Most people are used to the scenes of marauding lions, leopards or cheetahs hunting ungulates in the National Park and the wild theatres usually ending up with a dramatic kill, then feasting sessions.
However, tourists who were game driving in the vast Nyerere National Park witnessed a rare incident, this time involving a large African Rock Python hunting down and actually killing an Impala.
It was during evening hours and it seems the visitors were either on their way back to their hotel, or plane but the scenario proved to be one befitting climax of a tour in East Africa’s largest National Park.
They even took pictures; but hastily apologized with a “Sorry, no snake in these two pictures as it quickly withdrew to a nearby palm stand upon being spotted,” they said.
Apparently, snakes, whether large or small seem to be shy creatures, when the tour van arrived at the scene of its kill, the serpent quickly slithered away into the nearby palm bushes to hide.

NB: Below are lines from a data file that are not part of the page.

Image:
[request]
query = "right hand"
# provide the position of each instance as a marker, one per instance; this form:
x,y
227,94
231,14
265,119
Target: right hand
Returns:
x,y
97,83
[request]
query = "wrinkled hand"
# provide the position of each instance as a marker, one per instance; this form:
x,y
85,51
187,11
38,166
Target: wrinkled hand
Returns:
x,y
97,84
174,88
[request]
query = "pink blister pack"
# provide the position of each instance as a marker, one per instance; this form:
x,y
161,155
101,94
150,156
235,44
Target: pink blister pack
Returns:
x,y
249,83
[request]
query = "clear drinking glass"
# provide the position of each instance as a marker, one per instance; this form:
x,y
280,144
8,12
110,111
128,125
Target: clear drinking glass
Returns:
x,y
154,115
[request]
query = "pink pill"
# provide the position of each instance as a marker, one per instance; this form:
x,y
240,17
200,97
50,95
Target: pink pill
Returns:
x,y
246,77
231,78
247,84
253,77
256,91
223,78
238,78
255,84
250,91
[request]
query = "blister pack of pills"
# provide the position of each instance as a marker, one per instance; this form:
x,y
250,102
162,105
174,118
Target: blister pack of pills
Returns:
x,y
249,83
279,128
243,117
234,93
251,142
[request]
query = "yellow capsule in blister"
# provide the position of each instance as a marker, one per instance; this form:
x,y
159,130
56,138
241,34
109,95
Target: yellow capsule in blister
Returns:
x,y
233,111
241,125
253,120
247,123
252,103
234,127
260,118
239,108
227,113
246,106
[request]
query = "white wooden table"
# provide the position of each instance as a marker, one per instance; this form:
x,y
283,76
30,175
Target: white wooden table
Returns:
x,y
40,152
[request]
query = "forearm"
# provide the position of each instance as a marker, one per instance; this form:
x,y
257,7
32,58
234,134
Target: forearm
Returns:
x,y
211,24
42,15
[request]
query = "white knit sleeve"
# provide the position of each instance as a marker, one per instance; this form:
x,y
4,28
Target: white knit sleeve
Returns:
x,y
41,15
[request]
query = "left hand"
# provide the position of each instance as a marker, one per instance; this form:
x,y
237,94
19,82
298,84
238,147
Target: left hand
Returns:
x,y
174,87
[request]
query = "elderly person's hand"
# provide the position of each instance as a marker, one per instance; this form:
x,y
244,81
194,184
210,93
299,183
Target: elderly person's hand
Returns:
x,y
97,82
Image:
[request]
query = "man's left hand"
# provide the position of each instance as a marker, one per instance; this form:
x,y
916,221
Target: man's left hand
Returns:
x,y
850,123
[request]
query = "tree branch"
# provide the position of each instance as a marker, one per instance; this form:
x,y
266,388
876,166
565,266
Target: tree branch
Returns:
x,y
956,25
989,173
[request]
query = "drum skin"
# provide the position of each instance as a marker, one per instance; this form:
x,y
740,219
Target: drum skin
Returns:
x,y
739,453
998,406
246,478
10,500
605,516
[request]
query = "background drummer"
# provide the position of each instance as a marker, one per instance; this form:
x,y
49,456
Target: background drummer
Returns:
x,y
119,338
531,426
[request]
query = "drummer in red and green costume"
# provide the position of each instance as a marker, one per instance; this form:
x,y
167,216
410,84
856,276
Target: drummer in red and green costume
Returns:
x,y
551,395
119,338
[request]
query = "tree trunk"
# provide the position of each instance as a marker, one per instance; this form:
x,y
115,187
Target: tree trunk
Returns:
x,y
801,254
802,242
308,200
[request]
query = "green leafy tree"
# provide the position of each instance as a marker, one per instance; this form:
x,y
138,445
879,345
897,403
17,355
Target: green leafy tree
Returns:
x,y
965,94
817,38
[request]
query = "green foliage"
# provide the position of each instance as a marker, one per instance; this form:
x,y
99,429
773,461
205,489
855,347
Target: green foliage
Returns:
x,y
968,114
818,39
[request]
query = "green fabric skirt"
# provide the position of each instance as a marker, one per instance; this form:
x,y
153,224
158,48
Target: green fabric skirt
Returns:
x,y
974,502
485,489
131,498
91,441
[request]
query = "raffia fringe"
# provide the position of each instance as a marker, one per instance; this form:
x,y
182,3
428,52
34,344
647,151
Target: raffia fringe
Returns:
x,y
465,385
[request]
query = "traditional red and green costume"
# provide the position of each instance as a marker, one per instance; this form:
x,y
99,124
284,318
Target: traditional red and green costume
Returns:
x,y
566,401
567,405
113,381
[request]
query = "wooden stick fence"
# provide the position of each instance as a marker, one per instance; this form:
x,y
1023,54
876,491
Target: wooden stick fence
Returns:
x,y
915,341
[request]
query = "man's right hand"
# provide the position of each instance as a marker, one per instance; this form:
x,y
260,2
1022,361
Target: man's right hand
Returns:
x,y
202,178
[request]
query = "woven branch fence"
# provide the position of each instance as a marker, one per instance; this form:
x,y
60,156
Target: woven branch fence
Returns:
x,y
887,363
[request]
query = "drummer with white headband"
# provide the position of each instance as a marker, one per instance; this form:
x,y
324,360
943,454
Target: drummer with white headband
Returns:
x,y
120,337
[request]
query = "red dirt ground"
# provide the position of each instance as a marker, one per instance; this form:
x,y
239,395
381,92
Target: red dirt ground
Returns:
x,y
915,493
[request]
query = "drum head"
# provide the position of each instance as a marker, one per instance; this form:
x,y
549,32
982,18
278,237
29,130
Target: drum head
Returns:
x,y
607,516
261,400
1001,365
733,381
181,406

But the sequence shows the immediate aftermath of a rock python’s killing of an impala within the Nyerere National Park in southern Tanzania.
The Tourists explained that the killer python was seen shortly after it attacked the ungulate but could not be photographed because they were in motion, riding in their tour vehicle by the time that the snake withdrew to conceal itself.

Tracks indicated that the snake had positioned itself alongside a fallen palm log and seized the impala by a rear leg as it wandered close in search of new grass.
“We waited for a while hoping the python would re-emerge to claim its prize but darkness closed in and we had to go,” they said.
Apparently, the few available photos show the dead impala surrounded by other ungulates with the snake missing from frames.
“The snake was seen soon after, just after sunset. In the morning only a faint track remained,” added Amyas Naegele, one of the tourists from New York in the United State, who was game driving at Nyerere Park.
Measuring more than 30,000 square kilometers and perched on the Southern Highlands of Tanzania, Nyerere is essentially the largest, albeit the largest, National Park in the country.